Dodała przy tym, że nigdy do tej pory nie odczuwała takiego strachu jak w tej chwili.
- Ten mój strach jest jak najbardziej realny - tłumaczyła. - Moja przyjaciółka z Turcji chce wysłać do Polski na studia swoją córkę. I ja się o tę jej córkę bardzo boję, bo ona będzie na uczelnię jeździła tramwajami i autobusami. I w tych tramwajach będzie rozmawiała po angielsku albo po turecku. Boje się, że coś może się jej w Polsce przydarzyć. A ten realny mój strach świadczy choćby o tym, że jesteśmy na granicy przyzwolenia, że musimy sobie uzmysłowić, iż jeśli w tej chwili bije się w Polsce dlatego tylko, że ktoś ma ciemniejszy kolor skóry, że bije się z powodu innej wiary i innego języka, to niedługo może się zdarzyć, że ktoś zostanie pobity, bo ma inne poglądy.
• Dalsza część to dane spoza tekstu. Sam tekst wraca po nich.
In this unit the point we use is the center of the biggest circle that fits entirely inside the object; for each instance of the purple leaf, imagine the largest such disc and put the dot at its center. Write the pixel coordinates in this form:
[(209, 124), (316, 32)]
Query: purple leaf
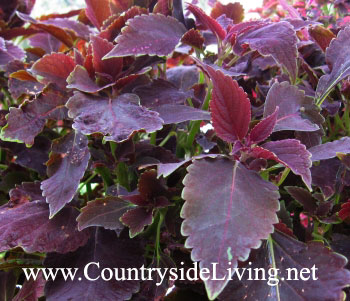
[(276, 39), (325, 175), (152, 34), (178, 113), (69, 158), (31, 290), (81, 30), (28, 225), (207, 21), (230, 107), (289, 253), (107, 250), (27, 121), (100, 47), (337, 57), (46, 42), (292, 154), (161, 92), (237, 211), (9, 52), (330, 149), (263, 129), (183, 77), (80, 79), (115, 118), (54, 68), (97, 11), (33, 157), (136, 219), (294, 108), (104, 212)]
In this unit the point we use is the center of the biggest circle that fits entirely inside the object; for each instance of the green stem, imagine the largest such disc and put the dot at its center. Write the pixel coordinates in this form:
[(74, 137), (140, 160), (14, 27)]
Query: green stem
[(153, 138), (284, 176), (166, 139), (160, 222), (87, 181), (273, 261)]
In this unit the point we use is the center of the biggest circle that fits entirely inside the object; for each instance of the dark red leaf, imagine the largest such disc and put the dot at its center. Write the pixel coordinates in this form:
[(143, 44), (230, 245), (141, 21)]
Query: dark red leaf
[(234, 11), (263, 129), (28, 226), (296, 111), (54, 68), (322, 36), (330, 149), (292, 154), (69, 158), (59, 33), (27, 121), (31, 290), (97, 11), (193, 38), (100, 47), (207, 21), (10, 52), (230, 107), (337, 57), (104, 212), (276, 39), (136, 219), (237, 204), (152, 34), (116, 118), (110, 252), (289, 253)]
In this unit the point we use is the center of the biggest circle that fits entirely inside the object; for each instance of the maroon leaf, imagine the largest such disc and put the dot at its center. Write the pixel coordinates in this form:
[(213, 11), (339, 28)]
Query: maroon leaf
[(54, 68), (193, 38), (9, 52), (69, 158), (304, 197), (100, 47), (294, 108), (105, 249), (27, 225), (97, 11), (276, 39), (104, 212), (31, 290), (207, 21), (263, 129), (80, 79), (27, 121), (337, 57), (322, 36), (330, 149), (178, 113), (59, 33), (80, 29), (136, 219), (152, 34), (292, 154), (289, 253), (161, 92), (237, 211), (234, 11), (230, 107), (116, 118)]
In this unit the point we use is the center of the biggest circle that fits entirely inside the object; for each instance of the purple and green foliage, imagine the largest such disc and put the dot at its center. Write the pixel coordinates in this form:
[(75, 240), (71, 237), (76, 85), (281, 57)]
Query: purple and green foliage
[(156, 134)]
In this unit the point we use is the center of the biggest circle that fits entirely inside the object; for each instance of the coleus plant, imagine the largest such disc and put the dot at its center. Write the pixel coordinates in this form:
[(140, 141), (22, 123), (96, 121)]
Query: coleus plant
[(145, 133)]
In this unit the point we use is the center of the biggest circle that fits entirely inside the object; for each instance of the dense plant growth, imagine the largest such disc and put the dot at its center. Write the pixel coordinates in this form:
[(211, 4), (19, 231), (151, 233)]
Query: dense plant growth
[(145, 133)]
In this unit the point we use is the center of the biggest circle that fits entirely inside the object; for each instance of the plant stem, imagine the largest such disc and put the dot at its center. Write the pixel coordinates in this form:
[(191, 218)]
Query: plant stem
[(273, 262)]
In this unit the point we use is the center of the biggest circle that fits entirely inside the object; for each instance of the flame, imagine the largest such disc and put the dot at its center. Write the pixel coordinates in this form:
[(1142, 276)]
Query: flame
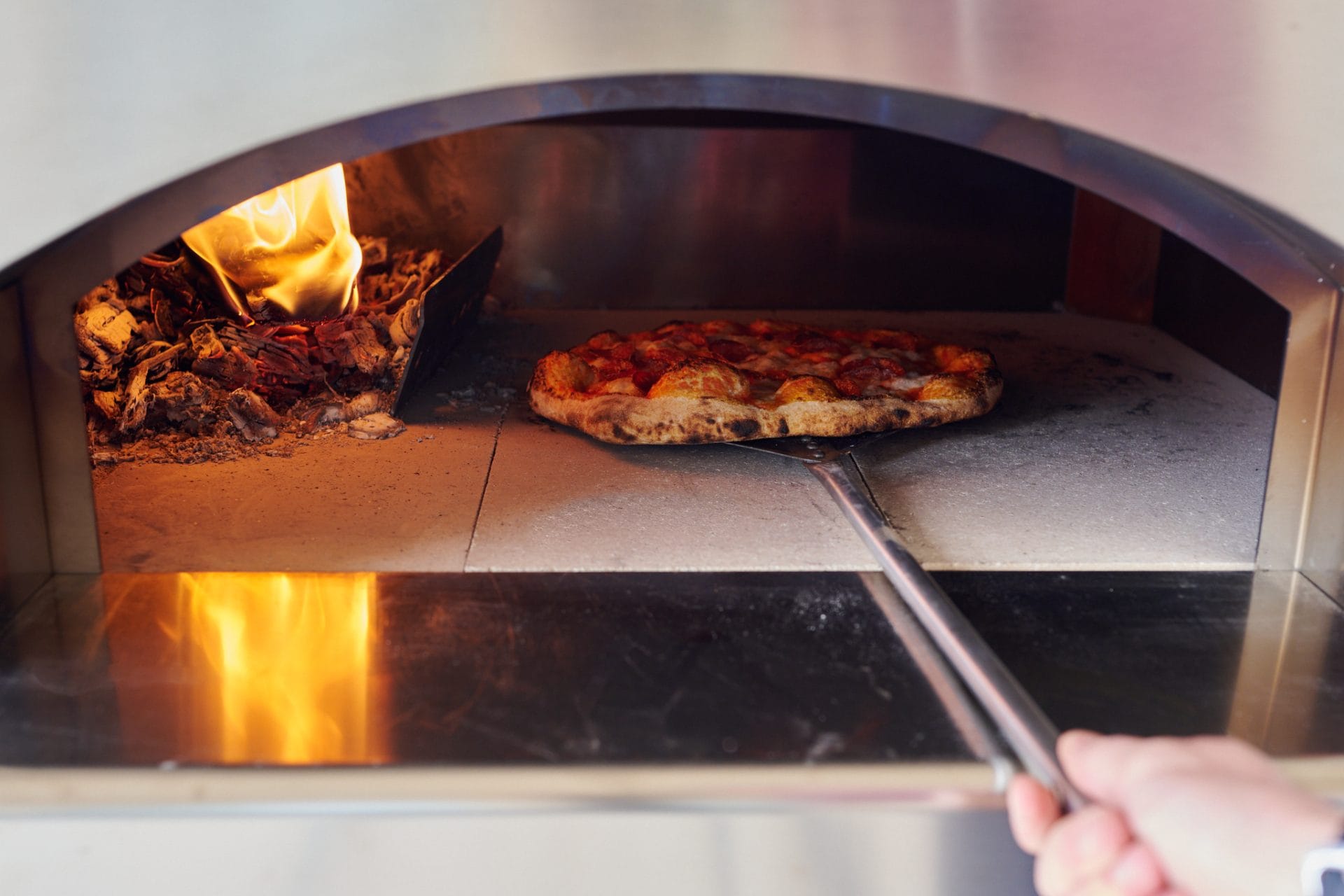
[(283, 665), (289, 248)]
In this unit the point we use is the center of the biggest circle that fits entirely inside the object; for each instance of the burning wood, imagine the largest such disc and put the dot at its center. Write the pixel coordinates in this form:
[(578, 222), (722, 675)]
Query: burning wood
[(171, 374)]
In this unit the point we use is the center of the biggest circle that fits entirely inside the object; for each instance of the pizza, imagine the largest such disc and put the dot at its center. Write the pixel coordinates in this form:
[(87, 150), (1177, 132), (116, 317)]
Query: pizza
[(726, 382)]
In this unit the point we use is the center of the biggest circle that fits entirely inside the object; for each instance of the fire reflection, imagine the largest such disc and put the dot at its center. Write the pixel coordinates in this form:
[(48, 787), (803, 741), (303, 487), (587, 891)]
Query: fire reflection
[(281, 668)]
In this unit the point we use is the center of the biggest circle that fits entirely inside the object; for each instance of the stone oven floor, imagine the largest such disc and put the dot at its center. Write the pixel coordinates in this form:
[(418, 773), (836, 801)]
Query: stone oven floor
[(1114, 448)]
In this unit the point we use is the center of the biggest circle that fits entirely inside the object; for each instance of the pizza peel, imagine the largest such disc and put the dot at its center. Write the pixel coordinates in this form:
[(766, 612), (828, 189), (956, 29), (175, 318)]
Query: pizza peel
[(1026, 729)]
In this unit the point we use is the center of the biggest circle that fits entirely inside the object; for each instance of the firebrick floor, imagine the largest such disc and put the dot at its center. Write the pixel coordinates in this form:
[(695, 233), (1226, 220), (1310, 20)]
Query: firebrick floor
[(1113, 448)]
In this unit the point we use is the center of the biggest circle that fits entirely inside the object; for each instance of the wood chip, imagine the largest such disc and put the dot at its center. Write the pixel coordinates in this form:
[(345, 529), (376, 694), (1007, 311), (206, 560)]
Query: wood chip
[(377, 426), (252, 416)]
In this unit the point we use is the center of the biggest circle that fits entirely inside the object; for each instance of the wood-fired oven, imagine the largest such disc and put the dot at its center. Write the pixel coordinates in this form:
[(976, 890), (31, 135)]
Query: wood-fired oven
[(491, 648)]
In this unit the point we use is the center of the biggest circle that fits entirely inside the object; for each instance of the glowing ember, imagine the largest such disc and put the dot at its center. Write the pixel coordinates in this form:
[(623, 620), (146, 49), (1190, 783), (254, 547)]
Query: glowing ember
[(288, 248), (292, 666)]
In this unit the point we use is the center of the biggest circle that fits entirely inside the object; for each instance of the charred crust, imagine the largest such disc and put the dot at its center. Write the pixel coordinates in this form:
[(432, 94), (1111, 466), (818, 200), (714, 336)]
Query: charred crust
[(743, 429)]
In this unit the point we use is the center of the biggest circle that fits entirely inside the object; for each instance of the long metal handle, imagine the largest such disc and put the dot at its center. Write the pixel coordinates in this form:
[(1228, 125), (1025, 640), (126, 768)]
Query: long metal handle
[(1025, 727)]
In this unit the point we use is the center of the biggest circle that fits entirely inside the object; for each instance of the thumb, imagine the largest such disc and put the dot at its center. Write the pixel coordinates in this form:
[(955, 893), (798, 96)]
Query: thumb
[(1097, 764)]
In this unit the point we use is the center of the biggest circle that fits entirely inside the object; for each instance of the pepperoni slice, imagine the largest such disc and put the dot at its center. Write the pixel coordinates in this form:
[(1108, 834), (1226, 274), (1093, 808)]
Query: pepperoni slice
[(732, 351), (615, 368), (858, 375), (660, 358), (813, 343)]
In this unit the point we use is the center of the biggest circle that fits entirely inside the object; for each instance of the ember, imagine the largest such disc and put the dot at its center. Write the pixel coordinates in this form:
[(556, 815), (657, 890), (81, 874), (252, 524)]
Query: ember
[(171, 374)]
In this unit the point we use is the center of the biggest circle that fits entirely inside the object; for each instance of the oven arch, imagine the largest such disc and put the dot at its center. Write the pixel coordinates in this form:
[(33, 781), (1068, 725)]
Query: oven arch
[(1284, 260)]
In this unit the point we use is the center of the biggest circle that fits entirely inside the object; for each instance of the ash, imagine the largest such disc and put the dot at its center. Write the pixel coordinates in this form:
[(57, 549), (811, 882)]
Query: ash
[(169, 375)]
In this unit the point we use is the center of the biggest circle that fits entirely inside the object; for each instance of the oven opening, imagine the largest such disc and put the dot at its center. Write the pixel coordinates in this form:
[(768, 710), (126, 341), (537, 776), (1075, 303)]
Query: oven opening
[(229, 431)]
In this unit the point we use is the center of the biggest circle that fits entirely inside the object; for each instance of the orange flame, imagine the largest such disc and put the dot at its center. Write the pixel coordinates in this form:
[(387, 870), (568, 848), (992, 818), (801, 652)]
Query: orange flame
[(289, 248), (292, 668)]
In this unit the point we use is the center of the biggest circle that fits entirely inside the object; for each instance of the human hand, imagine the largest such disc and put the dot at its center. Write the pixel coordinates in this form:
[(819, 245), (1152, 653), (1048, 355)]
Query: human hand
[(1191, 816)]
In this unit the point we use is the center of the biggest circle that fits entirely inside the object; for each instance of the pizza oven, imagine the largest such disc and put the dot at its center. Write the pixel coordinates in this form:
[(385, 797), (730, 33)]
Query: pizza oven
[(493, 630)]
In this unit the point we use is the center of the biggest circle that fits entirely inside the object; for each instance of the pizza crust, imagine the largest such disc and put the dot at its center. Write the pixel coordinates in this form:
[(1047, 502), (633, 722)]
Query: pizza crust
[(561, 379)]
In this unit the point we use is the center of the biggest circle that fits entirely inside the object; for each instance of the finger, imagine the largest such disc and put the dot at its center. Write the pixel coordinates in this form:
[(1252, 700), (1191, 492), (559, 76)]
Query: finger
[(1138, 872), (1101, 766), (1079, 848), (1031, 811)]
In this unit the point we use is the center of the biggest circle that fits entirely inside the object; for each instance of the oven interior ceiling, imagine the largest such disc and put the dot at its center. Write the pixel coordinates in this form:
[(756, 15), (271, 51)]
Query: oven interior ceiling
[(1132, 444)]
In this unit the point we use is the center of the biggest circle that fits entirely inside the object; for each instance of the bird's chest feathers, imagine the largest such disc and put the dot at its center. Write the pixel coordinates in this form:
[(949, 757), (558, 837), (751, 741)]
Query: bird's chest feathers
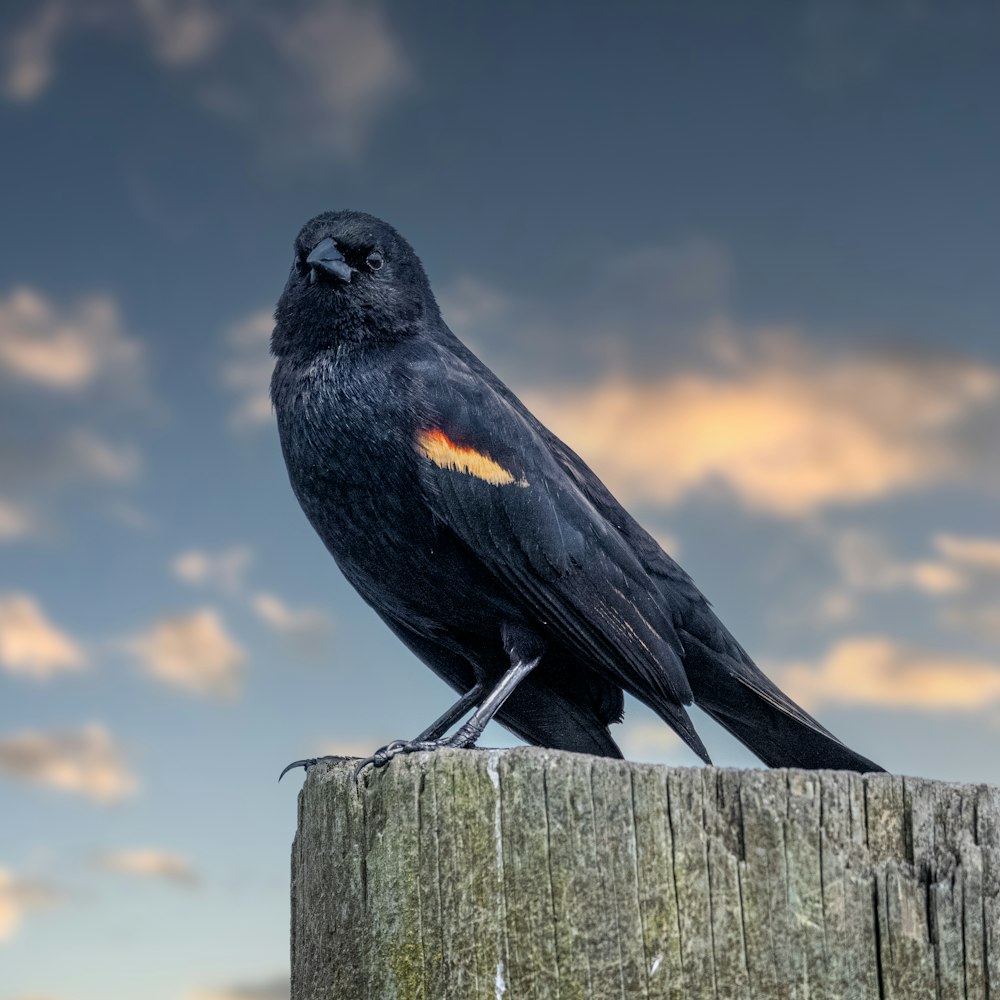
[(347, 436)]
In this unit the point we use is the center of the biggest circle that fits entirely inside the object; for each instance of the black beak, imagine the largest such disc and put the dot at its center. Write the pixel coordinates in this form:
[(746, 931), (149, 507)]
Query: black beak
[(325, 257)]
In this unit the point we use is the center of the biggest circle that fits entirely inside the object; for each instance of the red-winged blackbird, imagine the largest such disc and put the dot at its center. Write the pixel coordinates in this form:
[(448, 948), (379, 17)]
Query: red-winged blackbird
[(480, 538)]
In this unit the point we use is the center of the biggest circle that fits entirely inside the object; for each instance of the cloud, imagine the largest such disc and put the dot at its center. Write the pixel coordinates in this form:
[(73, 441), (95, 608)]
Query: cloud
[(782, 428), (305, 623), (84, 761), (974, 553), (30, 645), (192, 652), (649, 740), (305, 78), (29, 53), (225, 569), (340, 68), (150, 863), (962, 577), (65, 372), (626, 312), (20, 896), (65, 350), (878, 671), (270, 989), (16, 522), (181, 32), (248, 371), (866, 564), (100, 459)]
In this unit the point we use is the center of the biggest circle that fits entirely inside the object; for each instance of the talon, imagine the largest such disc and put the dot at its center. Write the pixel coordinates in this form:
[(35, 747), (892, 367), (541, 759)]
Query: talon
[(306, 763), (361, 766)]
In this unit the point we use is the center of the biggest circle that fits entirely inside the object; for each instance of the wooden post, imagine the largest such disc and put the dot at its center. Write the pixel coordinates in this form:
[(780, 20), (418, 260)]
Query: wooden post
[(524, 874)]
A to już jest straszne.
- Jestem z jednej strony zażenowana, z drugiej podbudowana - zwierzyła nam się Aneta Zelek, rektor Zachodniopomorskiej Szkoły Biznesu zapytana o reakcje szczecinian na incydent jaki miał miejsce w ubiegłym tygodniu pod klubem studenckim Pinokio w Szczecinie. Właśnie tam wieczorem dwóch studentów - Włoch i Kanadyjczyk, kiedy wychodzili z klubu, zostali zaczepieni przez grupę wyrostków. Jeden z nich - Włoch został uderzony "z bani", prawdopodobnie dlatego, że miał ciemniejsza karnację. Chłopak ma złamany nos. - Zażenowana jestem tym, że w ogóle do takiego incydentu doszło i teraz przed 11 listopada muszę chyba powiedzieć swoim studentom z innych krajów, aby uważali na siebie, bo mogą nie być bezpieczni. Ale muszę także przyznać, że jestem trochę podbudowana reakcją szczecinian po nagłośnieniu sprawy pobicia. Sporo osób zwróciło się do mnie proponując pomoc i swoje zaangażowanie. Między innymi reakcją szefa klubu "Pinokio", klub pod którym miało miejsce to zajście, który zadzwonił do mnie i powiedział, że zabezpieczył taśmy z monitoringu ze zdarzenia.
Zareagowała także Policja szczecińska, która zobowiązała się, że w ciągu dwóch tygodni zorganizuje specjalne spotkanie, na którym wyjaśni studentom jak maja się w podobnych sytuacjach zachowywać, co robić i jak interweniować.
- To całe zamieszanie w związku z pobiciem naszego studenta wcale naszej uczelni nie służy - żaliła się profesor Aneta Zelek. - Niestety, przekaż w świat pójdzie, że może jest na uczelni fajnie, ale że tu czasami biją.